Glioblastoma: A New Treatment Target?
Reported February 25, 2010
(Ivanhoe Newswire) — Researchers have identified a protein that is highly expressed in a subgroup of glioblastoma brain tumor cells and show that depletion of this protein increases the survival of mice with these tumors.
Recent studies have increased our understanding of cancer by elucidating some of the differences that exist between tumor cells among patients and even between distinct subsets of tumor cells within the same patient. There seem to be subgroups of cells — called cancer stem cells or tumor initiating cells — within tumors that are harder to kill with current therapies than other cells within these tumors. Cancer stem cells may in fact be more important to destroy because they may be responsible for metastasis and for tumor recurrence after therapy. Identifying therapies which specifically target cancer stem cells therefore hold great promise for effective and lasting treatment.

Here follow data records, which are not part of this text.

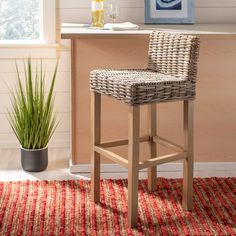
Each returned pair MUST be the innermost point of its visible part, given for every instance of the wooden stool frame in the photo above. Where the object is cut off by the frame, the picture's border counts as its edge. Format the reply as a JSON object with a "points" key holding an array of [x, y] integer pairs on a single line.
{"points": [[133, 164]]}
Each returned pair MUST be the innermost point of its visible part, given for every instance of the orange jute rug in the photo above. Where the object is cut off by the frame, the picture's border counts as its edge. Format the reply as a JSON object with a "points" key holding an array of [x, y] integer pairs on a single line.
{"points": [[64, 208]]}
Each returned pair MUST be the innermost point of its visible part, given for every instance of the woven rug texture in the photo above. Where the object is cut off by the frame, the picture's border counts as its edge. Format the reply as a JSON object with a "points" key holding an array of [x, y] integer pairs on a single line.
{"points": [[64, 208]]}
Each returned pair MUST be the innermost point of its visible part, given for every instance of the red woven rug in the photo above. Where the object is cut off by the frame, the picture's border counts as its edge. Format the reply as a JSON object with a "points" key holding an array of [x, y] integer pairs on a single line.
{"points": [[64, 208]]}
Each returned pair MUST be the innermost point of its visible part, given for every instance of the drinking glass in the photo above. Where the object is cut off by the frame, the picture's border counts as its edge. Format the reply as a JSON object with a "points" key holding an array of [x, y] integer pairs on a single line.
{"points": [[113, 10]]}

In this study, Dr. Anita B. Hjelmeland and colleagues at the Cleveland Clinic determined that a protein called A20, that was previously implicated in cell survival, is highly expressed in glioblastoma stem cells. They demonstrated that decreasing levels of A20 in these cells reduced their growth in cell culture by inducing cell death. Decreasing A20 levels in animal models of brain tumors also increased survival. Using publicly available datasets from human brain tumor specimens, they also determined that increased levels of A20 are associated with poor patient survival. Together, these studies suggest that targeting A20 could be beneficial for human glioblastoma patients.
Although there continues to be controversy over the cancer stem cell concept, Dr. Hjelmeland was quoted as saying, “Everyone recognizes the need to identify new cancer targets, and this may be achieved by studying subgroups of tumor cells. Using this technique, we identified A20 as an important target. However, we still have a lot of work to do before translation for patient therapies.”